Material and Methods

For 40 lung cancer patients, clinically realistic ranges of possible combinations of various treatment errors within the treatment plans and/or CT images were simulated. The modified CTs and treatment plans were used to predict a total of 2560 3D dose distributions, which were compared to the dose distributions without errors using (3%, 3 mm) gamma analysis and relative dose differences. 3D CNNs capable of multilabel classification (i.e., an input sample can be assigned to more than one class) were trained to identify treatment errors at two classification levels, using the dose comparison volumes as input: Level 1 (main error type, e.g. anatomical change, mechanical error) and Level 2 (error subtype, e.g. tumor regression, patient rotation). For training the CNNs, a transfer learning approach was employed, as illustrated in Figure 1. An ensemble model was also evaluated, which consisted of three separate CNNs that each took a subset of the dose comparison volume as input, based on the body, lung and PTV contours. Model performance was evaluated by calculating the sample F1-score for training and validation sets.

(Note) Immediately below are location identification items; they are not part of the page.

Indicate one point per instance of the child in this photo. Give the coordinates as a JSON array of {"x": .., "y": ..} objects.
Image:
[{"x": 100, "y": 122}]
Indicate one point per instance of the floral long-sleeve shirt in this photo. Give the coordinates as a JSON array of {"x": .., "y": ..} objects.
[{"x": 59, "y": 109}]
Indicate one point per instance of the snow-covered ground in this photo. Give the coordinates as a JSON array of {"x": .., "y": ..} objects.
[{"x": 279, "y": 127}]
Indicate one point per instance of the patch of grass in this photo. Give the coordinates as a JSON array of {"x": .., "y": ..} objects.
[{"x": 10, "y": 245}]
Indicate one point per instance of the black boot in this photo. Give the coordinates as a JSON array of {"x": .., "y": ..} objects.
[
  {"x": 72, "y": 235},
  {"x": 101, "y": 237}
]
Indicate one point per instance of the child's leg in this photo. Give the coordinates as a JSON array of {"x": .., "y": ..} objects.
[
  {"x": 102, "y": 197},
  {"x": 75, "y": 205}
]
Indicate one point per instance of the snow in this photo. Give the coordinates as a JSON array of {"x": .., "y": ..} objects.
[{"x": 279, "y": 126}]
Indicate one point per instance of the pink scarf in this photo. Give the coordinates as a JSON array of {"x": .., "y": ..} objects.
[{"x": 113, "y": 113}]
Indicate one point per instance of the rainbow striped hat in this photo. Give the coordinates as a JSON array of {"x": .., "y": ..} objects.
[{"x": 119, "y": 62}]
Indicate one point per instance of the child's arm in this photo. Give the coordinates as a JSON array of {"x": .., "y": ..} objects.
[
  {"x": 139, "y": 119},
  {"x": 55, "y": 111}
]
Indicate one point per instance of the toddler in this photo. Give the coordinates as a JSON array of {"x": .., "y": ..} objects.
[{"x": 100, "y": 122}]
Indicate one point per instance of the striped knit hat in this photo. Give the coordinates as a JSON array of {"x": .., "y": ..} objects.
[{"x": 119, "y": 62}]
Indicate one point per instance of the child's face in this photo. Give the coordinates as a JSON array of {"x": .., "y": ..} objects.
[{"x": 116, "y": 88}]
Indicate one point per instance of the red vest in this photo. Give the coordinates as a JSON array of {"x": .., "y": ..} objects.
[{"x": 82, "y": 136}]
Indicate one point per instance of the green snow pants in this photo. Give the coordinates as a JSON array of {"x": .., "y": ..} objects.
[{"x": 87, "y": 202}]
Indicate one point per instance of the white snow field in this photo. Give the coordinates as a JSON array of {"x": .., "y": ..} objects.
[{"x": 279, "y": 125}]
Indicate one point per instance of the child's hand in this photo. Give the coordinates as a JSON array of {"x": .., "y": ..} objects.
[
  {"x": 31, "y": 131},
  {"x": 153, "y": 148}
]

Table 1 shows that the baseline model already has high F1-scores for Level 1 classification, but that performance for Level 2 is lower, and overfitting becomes more apparent. Using relative dose difference volumes as input improves performance for Level 2 classification, whereas using an ensemble model additionally reduces overfitting.


This study shows that it is possible to identify multiple errors occurring simultaneously in 3D dose verification data. While classification of the main error type shows high performance, classification of the error subtype improves by using relative dose difference volumes and ensemble models that take dose comparison volumes in different anatomical structures into account.